Lawyer David Elmaleh, a partner at McCague Borlack LLP, who represented Ontario Power Authority in the case, says the judge’s finding shows that the tort of misfeasance in public office is unique and a tough tort to establish.
“The detailed decision by the trial judge provides an excellent outline of the law in this tort and how it can be applied to matters that proceed to trial. As most reported decisions involving this tort are preliminary pleadings motions, this case may be particularly interesting to litigators,” says Elmaleh, one of three lawyers that represented the then-OPA.
The Feb. 25 decision, Capital Solar Power Corporation v.
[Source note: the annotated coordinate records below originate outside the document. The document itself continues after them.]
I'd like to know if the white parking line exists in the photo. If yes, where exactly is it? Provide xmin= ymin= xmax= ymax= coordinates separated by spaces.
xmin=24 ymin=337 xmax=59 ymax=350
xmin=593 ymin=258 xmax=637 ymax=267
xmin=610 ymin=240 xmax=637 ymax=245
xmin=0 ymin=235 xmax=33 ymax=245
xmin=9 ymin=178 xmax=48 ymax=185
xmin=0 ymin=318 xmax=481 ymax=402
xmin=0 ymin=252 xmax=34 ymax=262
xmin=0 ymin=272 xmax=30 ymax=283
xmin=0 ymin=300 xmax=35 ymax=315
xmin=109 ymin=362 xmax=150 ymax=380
The Ontario Power Authority, 2019 ONSC 1137, was written by Justice Giovanna Toscano Roccamo of the Ontario Superior Court of Justice. The case centres on Capital Solar, a small business run by André Deschamps and Angela Monette that started to take advantage of province’s program, Roccamo wrote.
Although the business owners were not experienced in the renewable energy sector, they had a successful track record in business and planned to sell energy to homeowners, farmers and small businesses, taking advantage of “the stability that the program was intended to offer,” the decision said.
The province announced on Oct. 31, 2011 a new pricing schedule and rule changes effective after Aug.31, 2011, the decision said. After the October announcement, CSP’s business declined and ultimately closed in 2013, the judge wrote.
“André Deschamps and Angela Monette both garnered the Court’s sympathy. They presented as hardworking and earnest small business owners. Yet, they invested all the proceeds from the sale of their prior business to speculate in an unknown area of business. It is unfortunate that CSP failed. Nevertheless, it cannot be said that its failure was as a result of any actionable wrongdoing by the OPA,” the judge wrote.
Geoff Hall, a partner at McCarthy Tétrault LLP and one of the lawyers representing CSP, declined to comment.
Tom Timmins, a partner at Gowling WLG in Toronto and head of the global renewable energy law practice, says that the important element of the decision from a legal perspective will be whether something new has been established in terms of the government’s freedom to make policy.
“Larger companies might have more time and resources for government relations and be more aware of things. They might also have diversified risk by being in different jurisdictions. If there is a government change in one province, the project might get put on hold, and they’ll turn attention to another province or country,” says Timmins, who was not involved in the case. “Small mom and pops obviously don’t have that luxury.”